Convert the Datamat of MXN to the matrix of the nx4 item and user class by using the eigenvalue scale

>>> Mymat=mat (Svdrec.loadexdata2 ()) >>> Mymatmatrix ([[0, 0, 0, 0, 0, 4, 0, 0, 0, 0, 5], [0, 0, 0,  3, 0, 4, 0, 0, 0, 0, 3], [0, 0, 0, 0, 4, 0, 0, 1, 0, 4, 0], [3, 3, 4, 0, 0, 0, 0, 2, 2, 0, 0], [5, 4, 5, 0, 0, 0, 0, 5, 5, 0, 0], [0, 0, 0, 0, 5, 0, 1, 0, 0, 5, 0], [4, 3, 4, 0, 0, 0, 0, 5, 5, 0, 1], [0        , 0, 0, 4, 0, 4, 0, 0, 0, 0, 4], [0, 0, 0, 2, 0, 2, 5, 0, 0, 1, 2], [0, 0, 0, 0, 5, 0, 0, 0, 0, 4, 0], [1, 0, 0, 0, 0, 0, 0, 1, 2, 0, 0]]) >>> Svdrec.recommend (Mymat,1,estmethod=svdrec.svdest) the 0 and 3 similarity is:0.490950the 0 and 5 similarity is : 0.484274the 0 and Similarity is:0.512755the 1 and 3 similarity is:0.491294the 1 and 5 similarity is:0.481516the 1 and similarity Is:0.509709the 2 and 3 similarity is:0.491573the 2 and 5 similarity is:0.482346the 2 and Similarit Y is:0.510584the 4 and 3 similarity is:0.450495the 4 and 5 similarity is:0.506795the 4 and similarity IS:0.512896the 6 and 3 similarity is:0.743699the 6 and 5 similarity is:0.468366the 6 and similarity is:0.439465the 7 and 3 similarity is:0.482175the 7 and 5 similarity is:0.494716the 7 and ten similarity Is:0.524970the 8 and 3 Similarit Y is:0.491307the 8 and 5 similarity is:0.491228the 8 and similarity is:0.520290the 9 and 3 similarity is:0.522379th E 9 and 5 similarity is:0.496130the 9 and Similarity is:0.493617[(4, 3.3447149384692283), (7, 3.3294020724526967), (9 , 3.328100876390069)]

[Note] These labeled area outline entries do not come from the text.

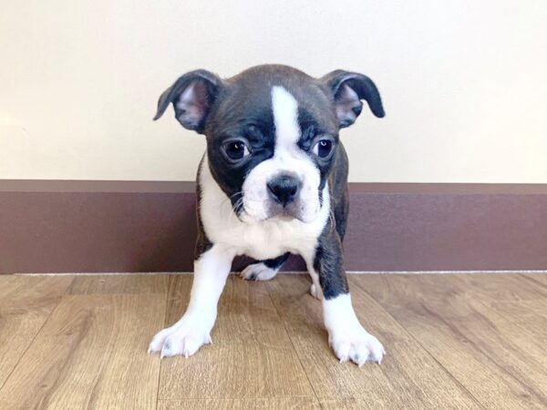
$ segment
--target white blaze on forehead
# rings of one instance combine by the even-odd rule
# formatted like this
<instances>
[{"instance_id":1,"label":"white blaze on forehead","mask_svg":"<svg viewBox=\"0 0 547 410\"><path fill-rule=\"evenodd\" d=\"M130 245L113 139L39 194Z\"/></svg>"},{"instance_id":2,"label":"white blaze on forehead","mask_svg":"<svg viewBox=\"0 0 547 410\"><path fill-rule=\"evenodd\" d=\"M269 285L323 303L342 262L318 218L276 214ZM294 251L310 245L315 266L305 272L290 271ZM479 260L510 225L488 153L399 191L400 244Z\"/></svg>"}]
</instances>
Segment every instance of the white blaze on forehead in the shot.
<instances>
[{"instance_id":1,"label":"white blaze on forehead","mask_svg":"<svg viewBox=\"0 0 547 410\"><path fill-rule=\"evenodd\" d=\"M283 87L272 87L272 110L275 125L275 148L289 148L300 138L298 103Z\"/></svg>"}]
</instances>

"Machine Learning in action" notes-simplifying data with SVD

Contact Us

The content source of this page is from Internet, which doesn't represent Alibaba Cloud's opinion; products and services mentioned on that page don't have any relationship with Alibaba Cloud. If the content of the page makes you feel confusing, please write us an email, we will handle the problem within 5 days after receiving your email.

If you find any instances of plagiarism from the community, please send an email to: info-contact@alibabacloud.com and provide relevant evidence. A staff member will contact you within 5 working days.

A Free Trial That Lets You Build Big!

Start building with 50+ products and up to 12 months usage for Elastic Compute Service

  • Sales Support

    1 on 1 presale consultation

  • After-Sales Support

    24/7 Technical Support 6 Free Tickets per Quarter Faster Response

  • Alibaba Cloud offers highly flexible support services tailored to meet your exact needs.